Three numbers are in the ratio 2:3:4. The sum of their cubes is 0.334125. How do you find the numbers?

3 Answers
Jul 11, 2016

Answer:

The 3 numbers are: #0.3, 0.45, 0.6#

Explanation:

The question says there are three numbers but with a specific ratio.
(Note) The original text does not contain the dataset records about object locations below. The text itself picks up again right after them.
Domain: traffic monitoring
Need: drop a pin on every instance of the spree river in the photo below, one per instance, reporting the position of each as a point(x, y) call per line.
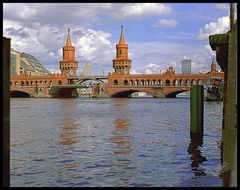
point(112, 142)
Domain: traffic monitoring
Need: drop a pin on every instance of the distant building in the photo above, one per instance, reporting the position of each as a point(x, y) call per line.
point(186, 66)
point(26, 63)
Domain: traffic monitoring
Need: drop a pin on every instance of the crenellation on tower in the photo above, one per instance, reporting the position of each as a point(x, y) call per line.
point(122, 64)
point(69, 64)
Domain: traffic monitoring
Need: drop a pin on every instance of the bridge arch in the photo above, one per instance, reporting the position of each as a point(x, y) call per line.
point(182, 82)
point(20, 94)
point(175, 82)
point(188, 83)
point(167, 82)
point(127, 93)
point(193, 82)
point(200, 82)
point(173, 94)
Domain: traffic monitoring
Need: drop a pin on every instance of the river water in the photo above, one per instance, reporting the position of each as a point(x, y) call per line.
point(112, 142)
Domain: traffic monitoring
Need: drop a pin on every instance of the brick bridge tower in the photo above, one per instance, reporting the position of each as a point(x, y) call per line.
point(68, 64)
point(213, 66)
point(121, 63)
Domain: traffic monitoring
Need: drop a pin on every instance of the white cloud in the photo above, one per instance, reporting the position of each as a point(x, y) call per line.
point(221, 26)
point(224, 6)
point(54, 71)
point(137, 10)
point(165, 23)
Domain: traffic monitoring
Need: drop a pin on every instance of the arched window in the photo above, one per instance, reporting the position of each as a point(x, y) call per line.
point(167, 82)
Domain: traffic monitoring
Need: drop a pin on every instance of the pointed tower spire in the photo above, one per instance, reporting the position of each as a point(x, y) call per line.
point(121, 40)
point(122, 64)
point(68, 42)
point(213, 66)
point(68, 64)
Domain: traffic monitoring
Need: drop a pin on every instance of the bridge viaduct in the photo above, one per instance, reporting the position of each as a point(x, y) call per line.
point(120, 83)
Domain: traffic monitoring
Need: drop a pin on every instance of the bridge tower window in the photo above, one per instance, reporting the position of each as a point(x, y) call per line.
point(175, 82)
point(167, 82)
point(194, 82)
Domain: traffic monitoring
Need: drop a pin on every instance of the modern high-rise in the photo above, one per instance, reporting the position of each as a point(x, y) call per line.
point(26, 63)
point(186, 66)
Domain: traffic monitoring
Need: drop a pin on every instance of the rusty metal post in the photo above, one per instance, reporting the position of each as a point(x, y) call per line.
point(6, 112)
point(196, 111)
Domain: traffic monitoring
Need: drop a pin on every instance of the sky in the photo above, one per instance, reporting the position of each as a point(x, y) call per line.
point(158, 34)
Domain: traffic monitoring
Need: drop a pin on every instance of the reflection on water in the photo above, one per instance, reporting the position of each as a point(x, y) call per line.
point(120, 136)
point(112, 142)
point(194, 149)
point(68, 134)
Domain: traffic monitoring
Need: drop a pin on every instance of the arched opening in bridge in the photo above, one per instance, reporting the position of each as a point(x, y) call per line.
point(19, 94)
point(194, 82)
point(182, 83)
point(131, 94)
point(188, 82)
point(200, 82)
point(175, 82)
point(174, 94)
point(167, 82)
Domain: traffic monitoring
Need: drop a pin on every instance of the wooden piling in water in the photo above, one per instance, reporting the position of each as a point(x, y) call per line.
point(196, 111)
point(6, 112)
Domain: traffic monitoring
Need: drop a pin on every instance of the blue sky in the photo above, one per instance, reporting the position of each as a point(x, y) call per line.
point(158, 34)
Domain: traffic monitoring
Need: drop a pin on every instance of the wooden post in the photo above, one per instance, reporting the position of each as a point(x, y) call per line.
point(196, 111)
point(6, 112)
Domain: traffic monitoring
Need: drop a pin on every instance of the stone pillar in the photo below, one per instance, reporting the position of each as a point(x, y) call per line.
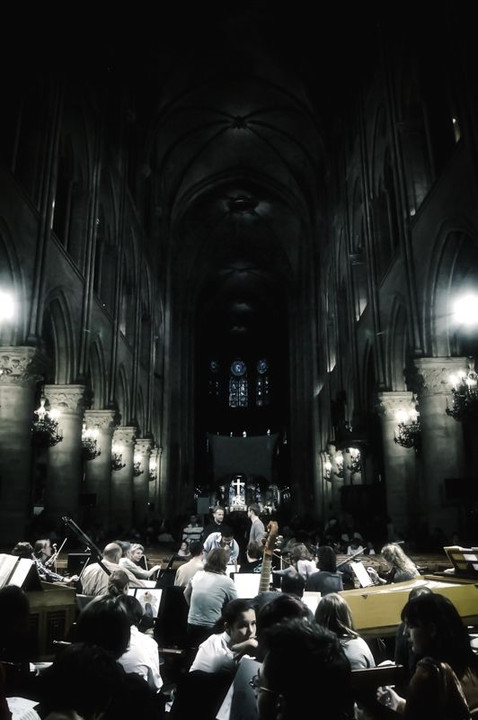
point(17, 390)
point(98, 470)
point(442, 438)
point(65, 466)
point(122, 480)
point(401, 483)
point(142, 452)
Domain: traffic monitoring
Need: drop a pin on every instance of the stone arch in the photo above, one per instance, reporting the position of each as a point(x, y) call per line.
point(59, 339)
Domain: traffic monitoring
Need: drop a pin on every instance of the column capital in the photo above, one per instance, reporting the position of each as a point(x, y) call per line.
point(125, 434)
point(144, 446)
point(103, 420)
point(392, 402)
point(22, 366)
point(434, 373)
point(68, 399)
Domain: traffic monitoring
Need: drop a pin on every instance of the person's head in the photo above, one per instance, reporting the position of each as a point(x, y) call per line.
point(239, 620)
point(84, 678)
point(136, 552)
point(218, 515)
point(253, 511)
point(303, 661)
point(195, 548)
point(217, 560)
point(104, 622)
point(327, 558)
point(435, 628)
point(333, 612)
point(42, 548)
point(23, 549)
point(112, 552)
point(118, 583)
point(133, 608)
point(227, 536)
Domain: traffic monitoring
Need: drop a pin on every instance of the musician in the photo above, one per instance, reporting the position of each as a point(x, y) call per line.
point(95, 577)
point(44, 555)
point(401, 566)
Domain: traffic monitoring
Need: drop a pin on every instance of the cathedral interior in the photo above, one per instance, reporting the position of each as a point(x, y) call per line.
point(233, 248)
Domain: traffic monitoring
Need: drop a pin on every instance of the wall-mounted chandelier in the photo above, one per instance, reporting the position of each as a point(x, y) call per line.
point(89, 443)
point(464, 389)
point(45, 429)
point(408, 431)
point(117, 457)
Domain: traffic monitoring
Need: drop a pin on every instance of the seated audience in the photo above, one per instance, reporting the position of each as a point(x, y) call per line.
point(131, 561)
point(142, 654)
point(333, 612)
point(236, 637)
point(95, 576)
point(304, 668)
point(326, 579)
point(444, 685)
point(401, 566)
point(206, 594)
point(185, 572)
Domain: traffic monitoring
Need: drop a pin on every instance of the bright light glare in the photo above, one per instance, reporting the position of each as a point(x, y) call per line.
point(465, 309)
point(7, 306)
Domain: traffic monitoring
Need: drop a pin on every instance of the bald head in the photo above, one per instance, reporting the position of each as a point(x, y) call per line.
point(112, 552)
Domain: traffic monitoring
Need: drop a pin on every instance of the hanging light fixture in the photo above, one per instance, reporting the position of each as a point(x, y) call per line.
point(45, 429)
point(117, 457)
point(408, 432)
point(89, 443)
point(464, 389)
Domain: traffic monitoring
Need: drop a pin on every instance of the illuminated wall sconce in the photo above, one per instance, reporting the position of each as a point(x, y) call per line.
point(339, 464)
point(137, 465)
point(408, 432)
point(45, 429)
point(89, 443)
point(117, 457)
point(153, 469)
point(355, 465)
point(464, 388)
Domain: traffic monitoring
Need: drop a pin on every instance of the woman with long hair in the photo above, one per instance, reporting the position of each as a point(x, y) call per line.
point(333, 612)
point(444, 685)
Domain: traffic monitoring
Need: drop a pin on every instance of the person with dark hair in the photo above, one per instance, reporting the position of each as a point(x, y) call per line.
point(82, 682)
point(235, 637)
point(333, 612)
point(444, 685)
point(185, 572)
point(326, 579)
point(206, 594)
point(142, 654)
point(304, 663)
point(223, 539)
point(257, 531)
point(118, 583)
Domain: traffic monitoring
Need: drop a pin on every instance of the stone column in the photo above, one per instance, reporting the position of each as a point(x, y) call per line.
point(142, 452)
point(442, 438)
point(98, 470)
point(18, 378)
point(401, 484)
point(65, 459)
point(122, 480)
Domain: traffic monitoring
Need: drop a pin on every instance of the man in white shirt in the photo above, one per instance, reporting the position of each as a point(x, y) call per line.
point(224, 538)
point(186, 571)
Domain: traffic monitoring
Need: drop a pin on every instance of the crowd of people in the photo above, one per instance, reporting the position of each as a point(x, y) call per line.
point(265, 657)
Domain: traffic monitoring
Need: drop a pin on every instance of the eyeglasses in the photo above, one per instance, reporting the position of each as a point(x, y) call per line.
point(255, 684)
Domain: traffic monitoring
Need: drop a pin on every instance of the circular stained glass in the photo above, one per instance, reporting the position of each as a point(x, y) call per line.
point(238, 368)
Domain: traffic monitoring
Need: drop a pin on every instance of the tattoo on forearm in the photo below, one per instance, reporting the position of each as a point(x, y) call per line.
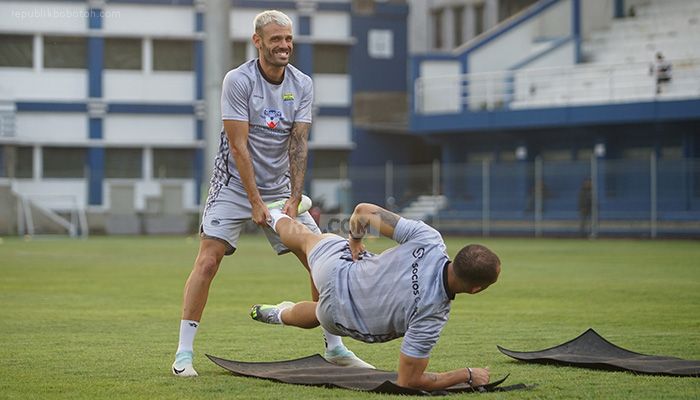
point(388, 217)
point(297, 155)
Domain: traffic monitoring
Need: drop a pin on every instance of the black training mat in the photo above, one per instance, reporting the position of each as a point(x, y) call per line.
point(590, 350)
point(315, 371)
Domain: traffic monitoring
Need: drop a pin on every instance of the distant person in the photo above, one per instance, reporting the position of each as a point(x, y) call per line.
point(266, 107)
point(662, 69)
point(406, 291)
point(585, 203)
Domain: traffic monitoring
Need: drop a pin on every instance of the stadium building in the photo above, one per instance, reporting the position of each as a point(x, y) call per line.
point(481, 116)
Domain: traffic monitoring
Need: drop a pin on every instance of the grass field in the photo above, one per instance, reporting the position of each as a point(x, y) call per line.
point(99, 318)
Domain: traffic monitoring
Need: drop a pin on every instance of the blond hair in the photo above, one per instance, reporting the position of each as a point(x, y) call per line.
point(269, 16)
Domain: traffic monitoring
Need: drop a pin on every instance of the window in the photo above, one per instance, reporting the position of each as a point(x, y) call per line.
point(238, 53)
point(173, 163)
point(479, 18)
point(458, 24)
point(16, 51)
point(436, 16)
point(326, 164)
point(63, 162)
point(330, 59)
point(65, 52)
point(16, 162)
point(123, 163)
point(173, 55)
point(122, 53)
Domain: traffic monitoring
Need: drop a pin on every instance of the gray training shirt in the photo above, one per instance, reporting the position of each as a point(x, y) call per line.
point(400, 292)
point(270, 109)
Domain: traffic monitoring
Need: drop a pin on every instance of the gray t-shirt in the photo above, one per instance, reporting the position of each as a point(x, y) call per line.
point(270, 109)
point(400, 292)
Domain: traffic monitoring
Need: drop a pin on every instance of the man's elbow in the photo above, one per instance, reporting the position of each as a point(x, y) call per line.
point(238, 152)
point(420, 383)
point(364, 208)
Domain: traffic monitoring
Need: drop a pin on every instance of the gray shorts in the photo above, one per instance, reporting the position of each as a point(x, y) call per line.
point(324, 260)
point(224, 217)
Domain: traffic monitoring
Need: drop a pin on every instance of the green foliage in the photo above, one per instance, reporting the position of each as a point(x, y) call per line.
point(99, 318)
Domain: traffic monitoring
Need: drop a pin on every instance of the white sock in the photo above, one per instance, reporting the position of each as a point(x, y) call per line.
point(188, 329)
point(277, 215)
point(332, 341)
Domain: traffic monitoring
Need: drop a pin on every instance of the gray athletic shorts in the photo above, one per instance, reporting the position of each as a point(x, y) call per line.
point(216, 225)
point(324, 260)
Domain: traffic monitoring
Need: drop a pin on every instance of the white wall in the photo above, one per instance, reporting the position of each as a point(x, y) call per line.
point(564, 55)
point(332, 90)
point(136, 86)
point(328, 190)
point(556, 21)
point(23, 84)
point(440, 95)
point(54, 193)
point(35, 16)
point(504, 52)
point(596, 15)
point(144, 190)
point(147, 20)
point(50, 128)
point(330, 25)
point(149, 129)
point(519, 43)
point(331, 132)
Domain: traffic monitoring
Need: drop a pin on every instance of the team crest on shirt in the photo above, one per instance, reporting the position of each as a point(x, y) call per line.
point(272, 117)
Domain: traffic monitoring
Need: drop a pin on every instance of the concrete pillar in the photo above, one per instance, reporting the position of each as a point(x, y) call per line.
point(419, 26)
point(217, 50)
point(448, 28)
point(490, 14)
point(468, 23)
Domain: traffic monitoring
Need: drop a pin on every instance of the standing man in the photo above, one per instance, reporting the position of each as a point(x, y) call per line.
point(266, 111)
point(406, 291)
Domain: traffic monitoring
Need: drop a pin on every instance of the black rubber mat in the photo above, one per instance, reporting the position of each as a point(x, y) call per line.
point(315, 371)
point(590, 350)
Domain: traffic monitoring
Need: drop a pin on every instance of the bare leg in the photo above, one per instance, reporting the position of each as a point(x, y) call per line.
point(197, 286)
point(302, 315)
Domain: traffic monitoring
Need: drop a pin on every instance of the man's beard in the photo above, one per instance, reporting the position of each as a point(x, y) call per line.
point(271, 58)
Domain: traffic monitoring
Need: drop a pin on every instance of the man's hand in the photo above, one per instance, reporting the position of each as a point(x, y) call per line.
point(480, 376)
point(291, 207)
point(356, 248)
point(260, 213)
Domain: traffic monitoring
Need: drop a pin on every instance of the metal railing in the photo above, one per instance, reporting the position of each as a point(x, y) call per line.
point(553, 87)
point(649, 197)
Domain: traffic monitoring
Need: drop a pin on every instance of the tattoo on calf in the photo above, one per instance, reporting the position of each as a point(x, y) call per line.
point(297, 155)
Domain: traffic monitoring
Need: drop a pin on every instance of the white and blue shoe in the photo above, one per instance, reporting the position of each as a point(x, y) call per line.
point(304, 205)
point(341, 356)
point(183, 365)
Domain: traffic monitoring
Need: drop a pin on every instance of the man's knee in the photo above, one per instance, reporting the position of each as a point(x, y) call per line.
point(208, 260)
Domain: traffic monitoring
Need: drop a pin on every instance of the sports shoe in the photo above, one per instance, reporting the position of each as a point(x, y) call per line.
point(304, 205)
point(268, 313)
point(340, 355)
point(183, 365)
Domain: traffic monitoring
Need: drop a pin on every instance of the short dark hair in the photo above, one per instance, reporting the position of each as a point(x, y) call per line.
point(476, 265)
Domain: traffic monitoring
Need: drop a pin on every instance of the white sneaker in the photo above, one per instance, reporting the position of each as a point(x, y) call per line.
point(341, 356)
point(304, 205)
point(183, 365)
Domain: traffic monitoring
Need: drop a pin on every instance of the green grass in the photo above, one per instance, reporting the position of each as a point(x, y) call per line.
point(99, 318)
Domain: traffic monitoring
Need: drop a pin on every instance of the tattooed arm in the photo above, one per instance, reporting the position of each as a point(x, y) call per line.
point(369, 215)
point(297, 165)
point(412, 374)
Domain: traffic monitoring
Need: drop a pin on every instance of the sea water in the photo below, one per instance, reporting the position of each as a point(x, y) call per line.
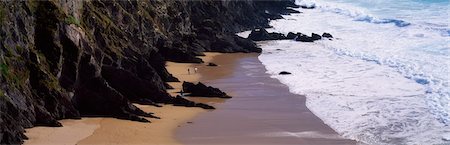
point(383, 79)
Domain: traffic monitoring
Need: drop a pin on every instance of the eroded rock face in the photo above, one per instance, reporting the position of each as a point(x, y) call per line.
point(261, 34)
point(201, 90)
point(66, 59)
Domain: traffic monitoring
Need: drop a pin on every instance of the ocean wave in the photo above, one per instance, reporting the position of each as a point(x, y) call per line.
point(363, 99)
point(357, 15)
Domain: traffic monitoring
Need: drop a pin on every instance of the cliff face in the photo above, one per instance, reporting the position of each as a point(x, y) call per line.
point(66, 59)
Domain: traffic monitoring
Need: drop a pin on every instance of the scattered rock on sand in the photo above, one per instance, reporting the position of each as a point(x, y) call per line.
point(211, 64)
point(261, 35)
point(180, 101)
point(284, 73)
point(308, 7)
point(291, 35)
point(327, 35)
point(201, 90)
point(305, 38)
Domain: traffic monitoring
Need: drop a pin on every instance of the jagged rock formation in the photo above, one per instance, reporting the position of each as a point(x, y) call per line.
point(66, 59)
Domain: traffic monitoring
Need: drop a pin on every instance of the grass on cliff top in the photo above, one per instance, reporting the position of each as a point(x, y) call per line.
point(2, 14)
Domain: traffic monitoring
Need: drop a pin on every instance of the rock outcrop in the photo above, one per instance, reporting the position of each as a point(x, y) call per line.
point(68, 59)
point(201, 90)
point(284, 73)
point(261, 34)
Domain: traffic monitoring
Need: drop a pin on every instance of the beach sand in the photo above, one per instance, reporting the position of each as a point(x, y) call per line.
point(110, 131)
point(262, 111)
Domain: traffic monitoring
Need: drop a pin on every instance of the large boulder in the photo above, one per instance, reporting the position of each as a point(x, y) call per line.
point(284, 73)
point(327, 35)
point(201, 90)
point(305, 38)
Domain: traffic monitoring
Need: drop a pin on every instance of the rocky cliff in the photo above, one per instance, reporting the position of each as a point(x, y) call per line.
point(68, 58)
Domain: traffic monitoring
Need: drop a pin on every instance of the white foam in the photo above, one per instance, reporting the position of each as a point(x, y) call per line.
point(304, 134)
point(360, 100)
point(377, 83)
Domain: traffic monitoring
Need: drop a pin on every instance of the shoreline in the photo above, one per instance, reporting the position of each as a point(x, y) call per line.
point(262, 111)
point(101, 130)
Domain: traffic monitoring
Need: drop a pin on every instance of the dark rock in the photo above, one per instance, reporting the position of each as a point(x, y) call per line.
point(305, 38)
point(180, 101)
point(211, 64)
point(327, 35)
point(201, 90)
point(284, 73)
point(261, 35)
point(291, 35)
point(67, 59)
point(315, 36)
point(308, 7)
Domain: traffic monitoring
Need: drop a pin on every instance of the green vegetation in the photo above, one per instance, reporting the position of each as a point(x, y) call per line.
point(4, 69)
point(72, 20)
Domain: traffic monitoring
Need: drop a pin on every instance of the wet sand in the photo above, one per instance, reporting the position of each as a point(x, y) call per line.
point(263, 111)
point(111, 131)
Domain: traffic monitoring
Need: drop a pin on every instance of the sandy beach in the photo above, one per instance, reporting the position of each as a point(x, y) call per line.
point(110, 131)
point(263, 111)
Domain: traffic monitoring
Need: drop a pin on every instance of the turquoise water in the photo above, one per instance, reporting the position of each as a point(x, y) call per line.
point(384, 79)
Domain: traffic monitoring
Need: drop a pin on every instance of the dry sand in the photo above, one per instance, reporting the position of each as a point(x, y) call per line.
point(110, 131)
point(262, 111)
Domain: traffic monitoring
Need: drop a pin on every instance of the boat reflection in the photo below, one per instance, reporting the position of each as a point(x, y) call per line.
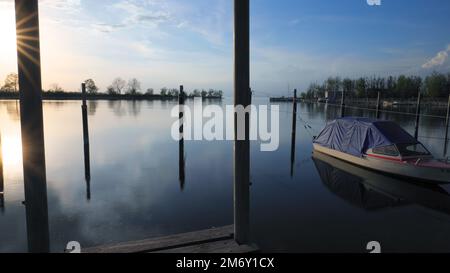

What that means is that once we pick one of the numbers, the other two are known to us through the ratios. We can therefore replace all 3 of the numbers with a single variable:

#2:3:4 implies 2x:3x:4x#

Now, no matter what we choose for #x# we get the three numbers in the ratios specified. We are also told the sum of the cubes of these three numbers which we can write:

#(2x)^3+(3x)^3+(4x)^3 = 0.334125#

distributing the powers across the factors using #(a*b)^c = a^c b^c# we get:

#8x^3+27x^3+64x^3 = 99x^3 = 0.334125#

#x^3 = 0.334125/99 = 0.003375#

#x = root(3)0.003375 = 0.15#

So the 3 numbers are:

#2*0.15, 3*0.15, 4*0.15 implies 0.3, 0.45, 0.6#

Jul 11, 2016

Answer:

The nos. are, #0.3, 0.45, and, 0.6#.

Explanation:

Reqd. nos. maintain ratio #2:3:4#. Therefore, let us take the reqd. nos. to be #2x, 3x, and, 4x.#

By what is given, #(2x)^3+(3x)^3+(4x)^3=0.334125#

#rArr 8x^3+27x^3+64x^3=0.334125#

# rArr 99x^3=0.334125#

# rArr x^3=0.334125/99=0.003375=(0.15)^3...................(1)#

# rArr x=0.15#

So, the nos. are, #2x=0.3, 3x=0.45, and, 4x=0.6#.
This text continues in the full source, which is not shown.